Learning HACMP 1

Mag0007 · Jul 29, 2005

I am in the process of learning HACMP on AIX. Can someone please explain the concepts? I have been looking at the Redbooks, but there is just TOO much info on it.

I have been looking at this page

http://www-1.ibm.com/servers/eserver/clusters/whitepapers/hacmp_bestpractices.html

itsp1965 · Jul 29, 2005

If I am not mistaken I remember seeing a Redbook called HACMP for AIX v5 Certfication guide. Being a certification guide and not overtly detailed, it should cover everything you would need to know to set it up.

ogniemi · Jul 30, 2005

http://www-1.ibm.com/servers/eserver/pseries/library/hacmp_docs.html

CrystalWizard · Jul 31, 2005

-Can someone please explain the concepts

basic concept:

Your users never notice when your machine is down, because another machine takes over processing their data

Basicaly, you have one machine running your applicaton, and if it crashes or has to be taken down, you have a second machine standing by.
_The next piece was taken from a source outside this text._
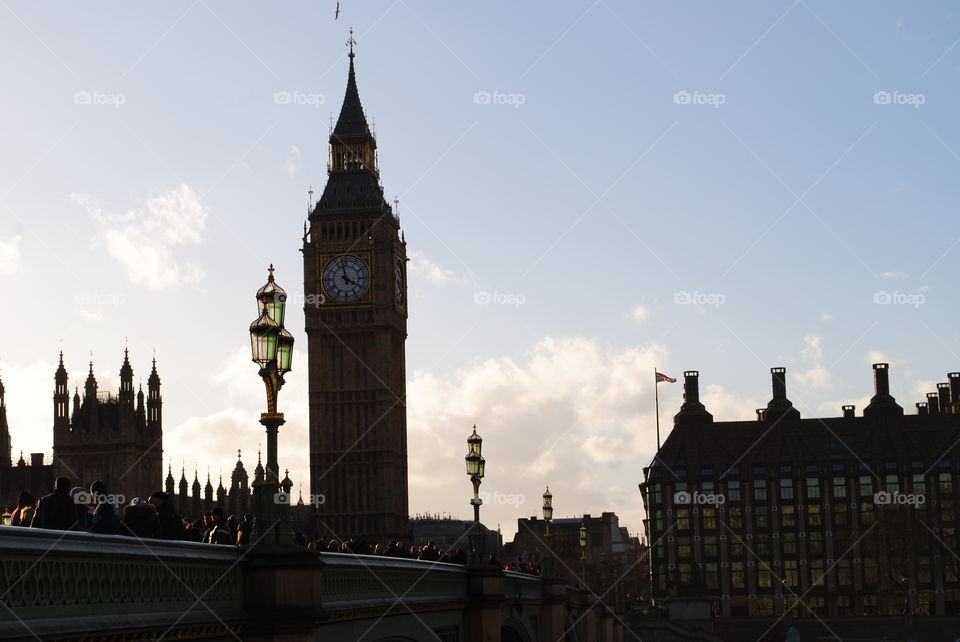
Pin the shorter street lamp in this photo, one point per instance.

Hacmp takes care of shutting down the machine that's crashing then changing ip's on network cards, varying on vg's and starting the application on the standby machine so that you have no real down time, just a little bit of lag...from the users point of view

What other concepts are you wanting to know about?

oliverbeat · Jul 31, 2005

Hi,
Is-it possible to have 3 nodes using HACMP and failedover instead of haveing 2 nodes ?
Thanks.
Regards

CrystalWizard · Jul 31, 2005

Yes. You can set them up so that node 1 and 2 both fail over to node 3, and node 3 fails over to either 1 or 2 (which ever you prefer) or doesn't fail over at all, just sits there and waits for one of the others to fail.

You can do that with 4, 5 and so on nodes. However at some point you're really taking a risk. If you have more than one node set up to fail over to the same machine, you are gamboling that you'll never have more than 1 node fail at the same time. If you had 4 nodes all set up to fail over to the 5th node and 3 of them did at the same time, the 5th node better be real powerful or it won't be able to handle the sudden load.

Mag0007 · Aug 1, 2005

CrystalWizard :
Amazing post! Thats exactly what I was looking for. Some questions:
Delay Part: Does the application have to support HACMP, or is this done all at the OS level? Also, how does the application know where the system went down? How does it pick up from that?
Shutdown/DASD: When you issue a shutdown from your primary node, do you just run "shutdown" or is there a HACMP shutdown you run? Regarding the DASD/volume groups, how does it automatically varyon the volumegroups? is there a heartbeat from the rs232 cable, that says, "hey system going down...varyon here"

Thanks for your post again! Much Much cleaner then Redbooks

oliverbeat · Aug 1, 2005

Thank you CristalW. !
I need to find the document about it as the only document I have is to configure only 2 nodes.

CrystalWizard · Aug 2, 2005

-Delay Part: Does the application have to support HACMP, or -is this done all at the OS level? Also, how does the -application know where the system went down? How does it -pick up from that?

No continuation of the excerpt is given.